Suara.com - Komisi Pemberantasan Korupsi (KPK) resmi menetapkan Bupati Hulu Sungai Utara (HSU) nonaktif, Abdul Wahid sebagai tersangka kasus tindak pidana pencucian uang (TPPU). Abdul sebelumnya sudah dijerat lembaga antirasuah dalam kasus korupsi pengadaan barang dan jasa di Kab. HSU tahun 2021-2022.
"KPK kembali menetapkan tersangka AW (Abdul Wahid) sebagai tersangka dalam dugaan perkara TPPU (Tindak Pidana Pencucian Uang)," kata Plt Juru Bicara KPK Ali Fikri saat dikonfirmasi, Selasa (28/12/2021).
Penetapan tersangka itu berdasarkan pengembangan tim penyidik terhadap kasus lama Abdul Wahid. Menurutnya, dalam pengembangan kasus itu, penyidik menemukan bukti cukup untuk kembali menetapkan Abdul Wahid dalam kasus baru.

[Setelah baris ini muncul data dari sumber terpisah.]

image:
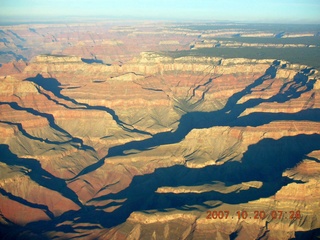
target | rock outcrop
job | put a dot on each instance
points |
(152, 147)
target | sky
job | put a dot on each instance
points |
(275, 11)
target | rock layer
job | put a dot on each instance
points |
(144, 149)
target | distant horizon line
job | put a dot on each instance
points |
(17, 20)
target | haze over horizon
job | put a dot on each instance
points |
(272, 11)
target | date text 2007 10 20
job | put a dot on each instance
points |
(256, 214)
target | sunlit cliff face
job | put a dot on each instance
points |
(149, 148)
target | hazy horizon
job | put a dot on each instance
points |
(286, 11)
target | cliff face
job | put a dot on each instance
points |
(145, 149)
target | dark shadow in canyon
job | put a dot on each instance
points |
(54, 86)
(227, 116)
(33, 169)
(76, 142)
(264, 161)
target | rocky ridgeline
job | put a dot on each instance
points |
(189, 135)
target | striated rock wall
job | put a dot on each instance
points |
(145, 149)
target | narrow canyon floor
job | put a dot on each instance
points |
(159, 132)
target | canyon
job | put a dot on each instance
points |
(100, 139)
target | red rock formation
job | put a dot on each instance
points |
(123, 142)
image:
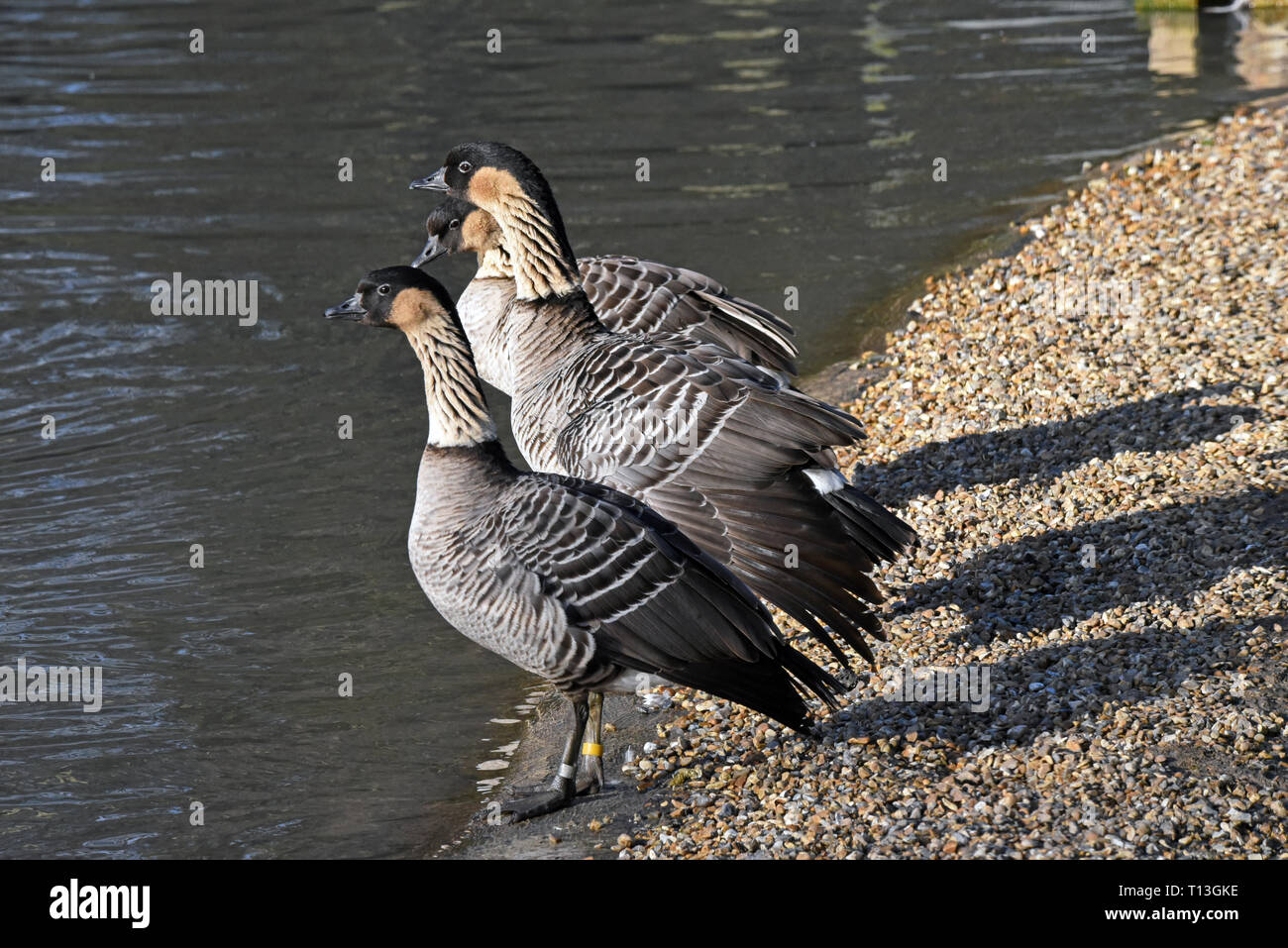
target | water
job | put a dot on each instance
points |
(767, 170)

Dari hasil penyidikan, ditemukan jika Abdul Wahib dengan sengaja menyamarkan penerimaan suap dan dialihkan kepada pihak lain.
Baca Juga: KPK Sebut Puspom Hentikan Kasus Korupsi Helikopter AW-101, Ini Kata Panglima TNI
"Ada bukti permulaan yang cukup terjadi perubahan bentuk dari hasil tindak pidana korupsi kepada aset-aset bernilai ekonomis seperti properti, kendaraan dan menempatkan uang dalam rekening bank," kata Ali.
Apalagi, kata Ali, ada informasi bahwa adanya sejumlah pihak ingin mengambil alih aset-aset milik tersangka Abdul Wahid.
"Diduga ada pihak-pihak yang dengan sengaja mencoba untuk mengambil alih secara sepihak aset-aset yang diduga milik tersangka Abdul Wahid," kata dia.
Kasus Lama Abdul Wahid
Diketahui, KPK telah menetapkan Bupati Abdul Wahid sebagai tersangka kasus suap. Diduga, Abdul Wahid mendapatkan uang mencapai belasan miliar rupiah dari sejumlah kontraktor yang mengerjakan berbagai proyek di Kabupaten Hulu Sungai Utara.
Baca Juga: Buron sejak Januari 2020, Harun Masiku hingga Kini Belum Ditangkap KPK
Salah satunya, Abdul mendapatkan uang suap dari perantara Plt Kadis PU pada Dinas PUPR Kabupaten Hulu Sungai Utara, Maliki yang kekinian sudah ditetapkan sebagai tersangka.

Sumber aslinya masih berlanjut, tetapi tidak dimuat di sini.